Professor Nadia Khan (Canada)

Position: Professor of Medicine

Affiliation: Department of Medicine, University of British Columbia, Centre for Health Evaluation & Outcomes Sciences, Vancouver, British Columbia, Canada

Podcast: Listen to an ISH Podcast with Professor Nadia Khan.


1.     What is your role at your work?

Clinician scientist:  general internist and clinical hypertension specialist and a health services researcher and epidemiologist investigating ethnic and sex differences in disease incidence, chronic disease management and prognosis in hypertension, diabetes and cardiovascular disease.


2.     How did you get interested in your career path?

During my residency training program, I was fortunate to have mentorship from two of Canada’s top researchers in health services and hypertension (Drs. Bill Ghali and Norman RC Campbell).  From their mentorship, I was inspired to start a career in research. I was also always curious about the variations in disease outcomes that I observed in day to day clinical practice and potential interventions to optimize health care delivery.


3.     What are you most proud of in your career or otherwise?
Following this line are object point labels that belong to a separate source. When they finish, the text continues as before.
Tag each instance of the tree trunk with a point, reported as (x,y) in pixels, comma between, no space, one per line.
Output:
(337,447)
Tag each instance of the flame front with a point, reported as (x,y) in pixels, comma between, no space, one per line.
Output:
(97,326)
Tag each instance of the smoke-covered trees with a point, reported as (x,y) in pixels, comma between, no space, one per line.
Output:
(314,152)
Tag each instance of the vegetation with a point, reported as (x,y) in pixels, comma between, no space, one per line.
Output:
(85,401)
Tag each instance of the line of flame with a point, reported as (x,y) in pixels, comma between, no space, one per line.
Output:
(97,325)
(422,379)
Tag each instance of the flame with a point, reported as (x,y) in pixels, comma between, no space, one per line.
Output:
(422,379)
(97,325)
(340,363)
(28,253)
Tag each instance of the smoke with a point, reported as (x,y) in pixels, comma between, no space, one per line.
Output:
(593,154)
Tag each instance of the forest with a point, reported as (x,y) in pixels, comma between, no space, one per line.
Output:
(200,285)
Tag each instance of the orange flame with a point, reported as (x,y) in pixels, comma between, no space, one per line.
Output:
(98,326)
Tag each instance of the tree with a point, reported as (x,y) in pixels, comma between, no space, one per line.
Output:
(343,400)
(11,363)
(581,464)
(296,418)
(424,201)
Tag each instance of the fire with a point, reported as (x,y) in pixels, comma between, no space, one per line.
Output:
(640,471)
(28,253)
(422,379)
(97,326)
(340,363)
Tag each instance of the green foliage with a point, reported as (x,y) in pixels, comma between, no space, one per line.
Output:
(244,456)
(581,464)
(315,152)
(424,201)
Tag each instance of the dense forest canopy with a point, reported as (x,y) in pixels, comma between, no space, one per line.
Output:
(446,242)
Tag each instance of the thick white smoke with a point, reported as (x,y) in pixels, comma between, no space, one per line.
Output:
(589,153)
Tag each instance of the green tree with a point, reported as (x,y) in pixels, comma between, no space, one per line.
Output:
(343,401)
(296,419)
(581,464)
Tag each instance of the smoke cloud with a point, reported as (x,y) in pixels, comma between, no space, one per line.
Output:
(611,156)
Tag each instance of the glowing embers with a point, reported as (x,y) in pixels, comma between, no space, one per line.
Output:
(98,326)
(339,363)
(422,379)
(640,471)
I am most proud of working together and building a team of fantastic researchers and colleagues investigating ethnic differences in cardiovascular disease and hypertension.

I am also very proud of my work at Hypertension Canada and the Canadian Hypertension Education Program (CHEP). Canada has, in part due to Hypertension Canada, considerably improved their hypertension awareness, and control rates of its population.

The other aspect that I am very proud of is mentoring young faculty in research and in medicine.


4.     What important career challenges have you faced and how did you overcome them?

One significant career challenge was that the population databases which I used for my work were very difficult to obtain from the government in British Columbia.  I continued my pursuit for this data even though it took many years. This obstacle also made our team look for new opportunities to collect data and was the driving force for other projects including an international study of acute coronary syndrome patients in Canada, India and China.


5.     What advice would you give your younger self?

To challenge yourself with new opportunities even if they seem intimidating.


6.     Highlight your most significant research contributions and publications (3-5) – if relevant to you.

Some of my significant contributions included a study investigating how ethnicity impacts hypertension – we identified that South Asian patients, but not Chinese living in Canada had higher incidence of hypertension but over all lower rate of fatal hypertension related complications.  This paper was selected as BMJ Heart’s Editor’s choice.

Another study investigated symptoms among young women and men with acute coronary syndrome and high cardiovascular risk factor burden (hypertension was a highly prevalent risk factor) and identified that 1 in 5 young women had atypical symptom presentation. This study received significant media attention including Heart.org, Reuter’s Health, and Huffington Post.

The third study I wish to highlight identified again, significant differences in prognosis after acute myocardial infarction between ethnic groups with South Asian and Chinese showing differing patterns and lower mortality after AMI.  These studies show the significant responder variations in prognosis.

  • Quan H, Chen G, Walker RL, Wielgosz A, Dai S, Tu K, Campbell NR, Hemmelgarn BR, Hill MD, Johansen H, McAlister FA, Khan N; Hypertension Outcome and Surveillance Team. Incidence, cardiovascular complications and mortality of hypertension by sex and ethnicity. Heart. 2013 May;99(10):715-21. (Selected as Editor’s Choice)
  • Khan NA, Daskalopoulou SS, Karp I, Eisenberg MJ, Pelletier R, Tsadok MA, Dasgupta K, Norris CM, Pilote L; GENESIS PRAXY Team. Sex differences in acute coronary syndrome symptom presentation in young patients. JAMA Intern Med. 2013 Nov 11;173(20):1863-71. (received considerable media attention from over 40 sources)
  • Khan NA, Grubisic M, Hemmelgarn B, Humphries K, King KM, Quan H. Outcomes after acute myocardial infarction in South Asian, Chinese, and white patients. Circulation. 2010 Oct 19;122(16):1570-7. (Also had an accompanying editorial by Circulation).

7.     Have you had any significant career mentors? If yes, please provide further details.

Yes, I have many career mentors but I will mention 3 of the most significant: Drs. Hude Quan, Bill Ghali and Norm Campbell. These international leaders in health services researchers helped me immensely from the start of my career and helped shape my interest and my work successes.


8.     How can we support the next generation of women scientists?

I think to support the next generation of women scientists – in particular attracting more women to research, retaining faculty and career development/progress, we can strengthen our network of women researchers in hypertension – to help with networking and collaboration.  Also to increase leadership opportunities and recognition for women by advocating for women to apply for research awards, and leadership positions.

Nadia Khan with the 2009 Canadian Hypertension Education Program Guidelines Task Force group that developed the Hypertension Canada / CHEP Guidelines.